Ein höchst amüsantes Stück über den Suhrkamp Verlag liefert Harald Martenstein, wenn er auch nicht wirklich dicht an die Beteiligten herangekommen ist. Wir zitieren den Anfang: "Der Suhrkamp-Verlag hat sechs Pressedamen. Da ruft man einfach an. 'Guten Tag. Sie haben ja jetzt eine neue Geschäftsführerin, die Frau Berkewicz. Da dachte ich...' Die Pressedame: 'Frau Berkewicz redet zurzeit mit niemandem.' Ihr Ton klingt, als hätte man im Weißen Haus angerufen und mit arabischem Akzent George W. Bush verlangt. 'Wissen Sie, ich soll ein Porträt ihres Verlages schreiben. Mit wem könnte ich mich denn da unterhalten?' 'Sie dürfen, wenn Sie möchten, schriftliches Informationsmaterial abholen.' Ich denke: Das ist wieder genau wie damals, als ich diese Geschichte über Scientology machen musste. Ich sage: 'Danke, das hilft mir sicher sehr.' 'Kommen Sie nächste Woche, Mittwoch, 14 Uhr.' Ich denke: Um mir ein paar Prospekte in die Hand zu drücken, brauchen sie eine Woche Vorlauf.

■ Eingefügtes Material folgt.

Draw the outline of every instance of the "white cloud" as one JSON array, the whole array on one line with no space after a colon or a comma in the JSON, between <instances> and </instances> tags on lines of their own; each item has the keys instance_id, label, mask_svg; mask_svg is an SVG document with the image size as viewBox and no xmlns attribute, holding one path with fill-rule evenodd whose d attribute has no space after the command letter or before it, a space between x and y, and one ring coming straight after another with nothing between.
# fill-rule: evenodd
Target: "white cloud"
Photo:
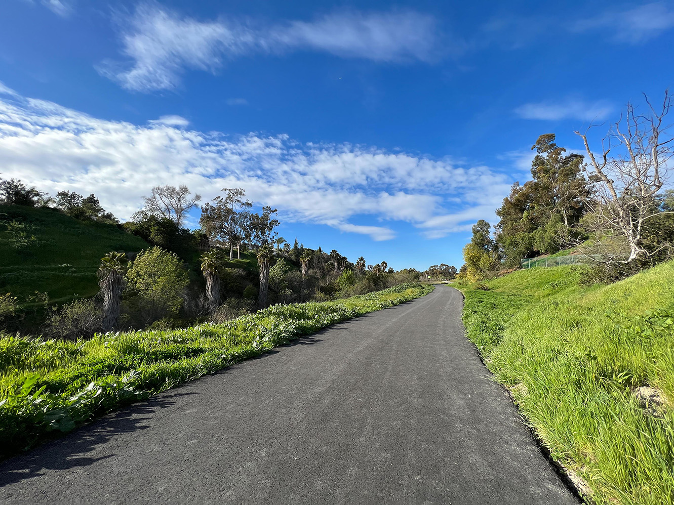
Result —
<instances>
[{"instance_id":1,"label":"white cloud","mask_svg":"<svg viewBox=\"0 0 674 505\"><path fill-rule=\"evenodd\" d=\"M72 6L63 0L42 0L42 4L62 18L67 18L72 11Z\"/></svg>"},{"instance_id":2,"label":"white cloud","mask_svg":"<svg viewBox=\"0 0 674 505\"><path fill-rule=\"evenodd\" d=\"M185 184L205 201L223 187L243 187L251 200L278 207L284 221L325 224L375 240L395 236L386 222L410 223L430 237L470 228L476 218L491 217L510 190L505 176L449 158L302 145L286 135L233 137L187 124L165 116L136 125L44 100L0 98L3 176L52 194L94 193L122 219L153 186ZM352 222L357 217L361 224Z\"/></svg>"},{"instance_id":3,"label":"white cloud","mask_svg":"<svg viewBox=\"0 0 674 505\"><path fill-rule=\"evenodd\" d=\"M227 98L225 103L227 105L248 105L248 100L245 98Z\"/></svg>"},{"instance_id":4,"label":"white cloud","mask_svg":"<svg viewBox=\"0 0 674 505\"><path fill-rule=\"evenodd\" d=\"M0 81L0 94L2 95L11 95L12 96L18 96L18 94L16 91L12 90L11 88L7 88L5 86L2 81Z\"/></svg>"},{"instance_id":5,"label":"white cloud","mask_svg":"<svg viewBox=\"0 0 674 505\"><path fill-rule=\"evenodd\" d=\"M671 2L653 2L633 9L612 10L571 26L576 32L602 30L616 42L638 44L674 28L674 9Z\"/></svg>"},{"instance_id":6,"label":"white cloud","mask_svg":"<svg viewBox=\"0 0 674 505\"><path fill-rule=\"evenodd\" d=\"M569 98L563 101L524 104L515 109L515 112L524 119L549 121L577 119L581 121L592 121L603 119L613 110L613 106L603 100L587 102Z\"/></svg>"},{"instance_id":7,"label":"white cloud","mask_svg":"<svg viewBox=\"0 0 674 505\"><path fill-rule=\"evenodd\" d=\"M151 125L165 125L166 126L173 126L173 127L185 127L189 125L189 121L185 119L182 116L176 116L175 114L168 114L167 116L162 116L158 119L153 119L152 121L148 121Z\"/></svg>"},{"instance_id":8,"label":"white cloud","mask_svg":"<svg viewBox=\"0 0 674 505\"><path fill-rule=\"evenodd\" d=\"M250 28L235 20L198 21L155 2L140 4L120 22L125 62L103 61L102 75L135 91L171 90L186 70L214 72L251 53L315 50L376 61L432 60L437 30L415 13L338 13L313 22Z\"/></svg>"},{"instance_id":9,"label":"white cloud","mask_svg":"<svg viewBox=\"0 0 674 505\"><path fill-rule=\"evenodd\" d=\"M338 13L277 28L271 39L282 46L325 50L378 61L428 61L435 57L433 18L416 12Z\"/></svg>"}]
</instances>

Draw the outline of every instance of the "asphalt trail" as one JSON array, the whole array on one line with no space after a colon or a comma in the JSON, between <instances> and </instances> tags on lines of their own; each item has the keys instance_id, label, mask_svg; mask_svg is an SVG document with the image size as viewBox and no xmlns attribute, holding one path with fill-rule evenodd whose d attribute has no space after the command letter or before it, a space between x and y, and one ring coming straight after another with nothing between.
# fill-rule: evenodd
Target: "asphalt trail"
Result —
<instances>
[{"instance_id":1,"label":"asphalt trail","mask_svg":"<svg viewBox=\"0 0 674 505\"><path fill-rule=\"evenodd\" d=\"M462 296L324 330L0 464L3 504L574 504Z\"/></svg>"}]
</instances>

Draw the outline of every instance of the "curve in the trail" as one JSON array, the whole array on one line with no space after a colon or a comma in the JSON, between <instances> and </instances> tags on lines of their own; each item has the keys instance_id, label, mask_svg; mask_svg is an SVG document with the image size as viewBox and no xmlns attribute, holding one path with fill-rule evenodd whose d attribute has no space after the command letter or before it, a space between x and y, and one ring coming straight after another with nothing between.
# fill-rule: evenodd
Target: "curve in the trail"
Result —
<instances>
[{"instance_id":1,"label":"curve in the trail","mask_svg":"<svg viewBox=\"0 0 674 505\"><path fill-rule=\"evenodd\" d=\"M0 502L573 504L462 296L346 321L0 464Z\"/></svg>"}]
</instances>

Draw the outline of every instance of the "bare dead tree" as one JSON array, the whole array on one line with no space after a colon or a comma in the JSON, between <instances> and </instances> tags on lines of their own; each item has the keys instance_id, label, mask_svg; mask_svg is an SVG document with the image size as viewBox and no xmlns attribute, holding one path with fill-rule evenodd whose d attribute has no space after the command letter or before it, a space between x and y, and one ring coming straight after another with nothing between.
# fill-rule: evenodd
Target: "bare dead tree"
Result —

Das ist ja ein extrem schräger Laden."

SZ, 04.11.2003

Der Tübinger Philosoph Otfried Höffe überlegt, was heute eigentlich soziale Gerechtigkeit heißt. Hier seine Definition, die er dann auf konkrete Beispiele wie den Generationenvertrag anwendet: "Die Gerechtigkeit bedeutet innerhalb der Sozialmoral nur jenen elementaren Teil, deren Anerkennung die Menschen sich gegenseitig moralisch schulden. Beide Momente sind unverzichtbar. Die Gegenseitigkeit folgt aus dem Kerngedanken, der Gleichheit; die Gerechtigkeit ist eine Sache von Rechten und Pflichten, von Gabe und Gegengabe zugleich. Wer nur Rechte und nur Gaben in Anspruch nimmt, hat sich von ihr verabschiedet."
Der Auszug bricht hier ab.